Hiding Pain With Comedy

When I started reading Percival Everett’s I Am Not Sidney Poitier, the first thing I thought was that the book was funny. It had a certain charm to it that was way different from what I had expected that I would read in an English class, and it had a very different feeling than the other work of Everetts that we had read prior, Frenzy, which to me felt much more serious and professional. And the main source of this comedy was the narrator of the book, Not Sidney, who told the tale of his trials and tribulations with a grain of salt, and kept the story interesting and entertaining through his commentary. However, as I continued to read the book, his comedic moments seemed to become more and more sparse. And as I looked back through the earlier chapters, I realized that a lot of the events that he had gone through at earlier points in the book were pretty traumatic for a boy his age. But Not Sidney hides any grief that he might feel. In fact, he holds back on expressing almost any emotion. And because of this, it seems very likely that Not Sidney is hiding his pain behind comedy. 
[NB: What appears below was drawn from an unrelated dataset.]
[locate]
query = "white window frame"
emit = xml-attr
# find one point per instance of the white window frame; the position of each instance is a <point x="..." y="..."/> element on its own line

There are plenty of different traumatizing events throughout the book that affect Not Sidney during the plot, but a major connecting line is racism. In his writing, Everett is unafraid of making it clear just racism how bad racism can get under certain circumstances. For instance, there is a moment in the book where Not Sidney decides to leave Ted Turner’s house and drive to Alabama to decide his own future when he is suddenly stopped by a police officer. He is pulled over, and after not being allowed to show his registration, he is suddenly arrested. When he questions why he is being arrested, the officer laughs at his question and then states, among other false accusations, “And then [you’re arrested] for being’ a [n-word].” (48) Having had experienced mild racism before in earlier sections of the book, Not Sidney is slightly used to racism being part of his life. But the extent of the man’s openness about his racism is pretty shocking to our narrator. However, while he is terrified of the situation, Not Sidney also tells the audience that, “Evolution might have been glacial where they were concerned, but not with me.” (49) Almost as if by instinct, he responds to danger with humor, trying to distance himself from his predicament with a joke about their intelligence. And although this humor is due in part to Everett’s style of writing, the way that it portrays Not Sidney as trying to distract himself with humor gives another layer to the comedic direction that book takes. 

As I read these contrasting moments in the book, where Not Sidney matches the terror of the events that surround his life with jokes, I began to realize that, through portraying this contrast, this book sends a message; that those who are comedic are often the most hurt. Though this isn’t exactly a new concept, it isn’t a topic that I hear mentioned enough. According to Elite Daily, the funniest people are often those who suffered the most in their lives. The article claims that the reason why people find jokes to be funny is because they are true. They offer an unabashed look at our society and use its inherent flaws to make us laugh. And the reason why comedians are good at their craft is because, “Comedians are keyed into what’s really going on in the world, which is a curse as much as it is a blessing.” Not Sidney fits this description pretty well. He’s a very analyzing person, as evidenced by his comments on the difference in intelligence between himself and the police mentioned earlier, and he’s had his fair share of hardship. From his mother dying at the start of the book to failing out of school, his life has been pretty rough. But instead of giving in to despair and terror that could come with such trauma, he turns to comedy. He takes his pain and he uses it to entertain the audience, almost as if to ease the pain of others going through similar scenarios. Due to how much he pays attention to the details of other people, Not Sidney appears distanced from both reality and his emotions. There are very few mentions of him being happy, and when he is there is usually a stipulation, such as when he and his first girlfriend, Maggie, make love for the first time. While he is at first comforted to feel closer to her, he is suddenly reminded of when he was sexually assaulted by his teacher years prior, and a bit of his happiness fades. And yet, despite all of his past trauma, he still tells an engaging story that I felt was full of comedy. And even though he had trouble being happy himself, I think that his humorous attitude served not only to distract himself from reality, but also the reader.